Carden and Digby are named after two English captains
SURVEYS AND LAND
In 1830, Charles Rankin surveyed in the Newcastle District starting from the Talbot River and proceeding north and east through Carden and Dalton. He found much poor land and concluded; “What we saw agreeing with reports of traders and they also having stated to us that the same description continued Eastwardly to water emptying into Balsam Lake and Northwardly to Gull Lake, we thought it advisable to abandoned the survey as useless”.
Page 7 The Land Between , LeCraw
Carden and Digby are named after two English captains whose heroic exertions were largely resonsible for the successful embarkation of Sir John Moore’s army at Corunna in the Peninsular War. Sir John Colborne, Lieutenant Govenor of Upper Canada from 1830 to 1836, had been one of the officers there and it is supposed that the two townships were named at his suggestion.

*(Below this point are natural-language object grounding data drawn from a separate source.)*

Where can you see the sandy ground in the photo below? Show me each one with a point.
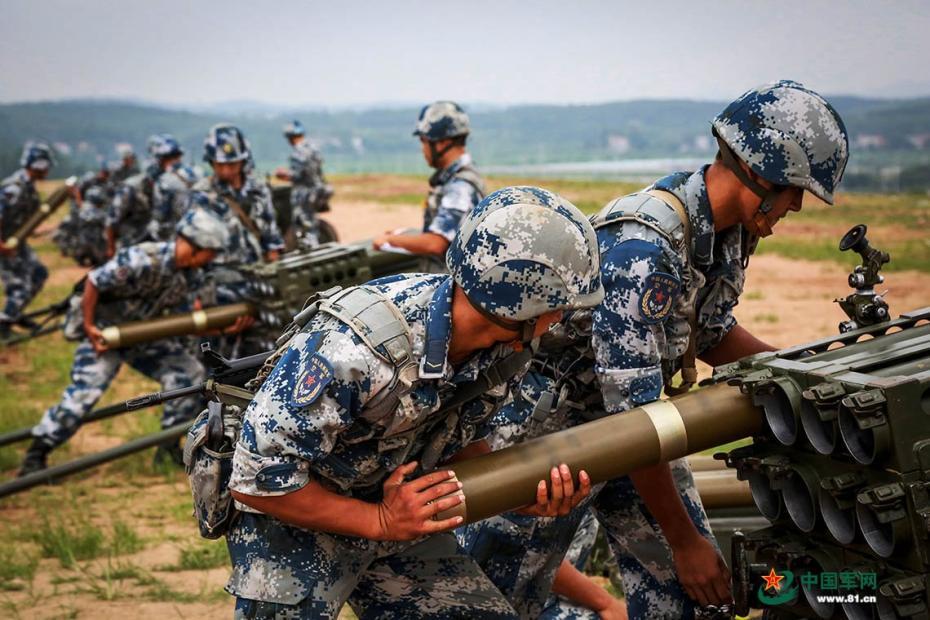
(785, 302)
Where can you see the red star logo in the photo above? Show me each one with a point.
(773, 581)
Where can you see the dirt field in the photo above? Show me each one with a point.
(119, 542)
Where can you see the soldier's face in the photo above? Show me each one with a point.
(789, 199)
(37, 174)
(188, 255)
(427, 154)
(228, 172)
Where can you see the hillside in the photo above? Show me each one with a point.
(893, 135)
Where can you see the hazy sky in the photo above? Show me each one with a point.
(364, 52)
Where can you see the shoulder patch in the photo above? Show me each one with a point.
(656, 301)
(315, 375)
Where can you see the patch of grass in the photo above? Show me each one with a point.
(17, 568)
(78, 539)
(124, 540)
(69, 542)
(161, 591)
(200, 555)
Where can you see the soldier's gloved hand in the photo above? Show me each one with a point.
(242, 323)
(96, 339)
(615, 611)
(408, 508)
(702, 572)
(563, 496)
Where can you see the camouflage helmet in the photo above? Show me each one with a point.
(441, 120)
(293, 129)
(164, 145)
(37, 156)
(225, 144)
(203, 228)
(787, 134)
(523, 252)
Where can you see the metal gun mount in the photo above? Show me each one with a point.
(863, 307)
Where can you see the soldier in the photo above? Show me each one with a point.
(455, 187)
(127, 165)
(170, 195)
(20, 270)
(331, 467)
(241, 200)
(130, 212)
(672, 263)
(140, 282)
(88, 246)
(243, 203)
(79, 227)
(310, 192)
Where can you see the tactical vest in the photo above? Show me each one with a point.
(466, 173)
(664, 213)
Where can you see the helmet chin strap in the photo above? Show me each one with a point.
(525, 328)
(436, 154)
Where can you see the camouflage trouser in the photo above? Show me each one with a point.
(303, 217)
(558, 607)
(522, 562)
(650, 582)
(285, 572)
(23, 276)
(521, 555)
(167, 361)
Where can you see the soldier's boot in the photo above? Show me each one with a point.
(36, 458)
(169, 453)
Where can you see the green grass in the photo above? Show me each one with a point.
(75, 538)
(200, 555)
(17, 568)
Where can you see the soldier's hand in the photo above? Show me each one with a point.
(96, 339)
(242, 323)
(615, 611)
(702, 572)
(409, 508)
(559, 498)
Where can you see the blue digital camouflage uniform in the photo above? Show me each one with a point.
(22, 273)
(308, 192)
(245, 247)
(80, 233)
(170, 199)
(123, 171)
(224, 283)
(349, 433)
(130, 211)
(454, 191)
(138, 283)
(618, 357)
(89, 246)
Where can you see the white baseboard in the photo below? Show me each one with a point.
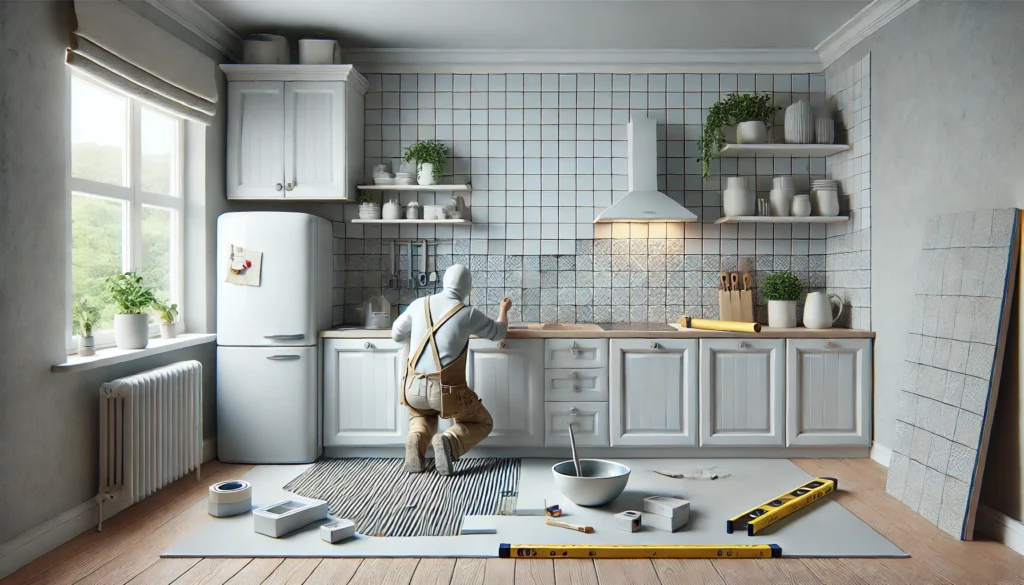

A large area in the centre of the township consists of tamarack and balsam plains, unbroken be any road or trail. The assessor in 1911, classified 38,acres as swamp. Marsh or waste land.
The Connors, Dexters, Gillespies, Muetaghs, Quigleys, and Richmonds were among the earliest pioneers.
The 1861 census gives the total of 329 persons.
In 1855, the township was laid out in 10 Concessions ordered from east to west and 25 lots from south to north.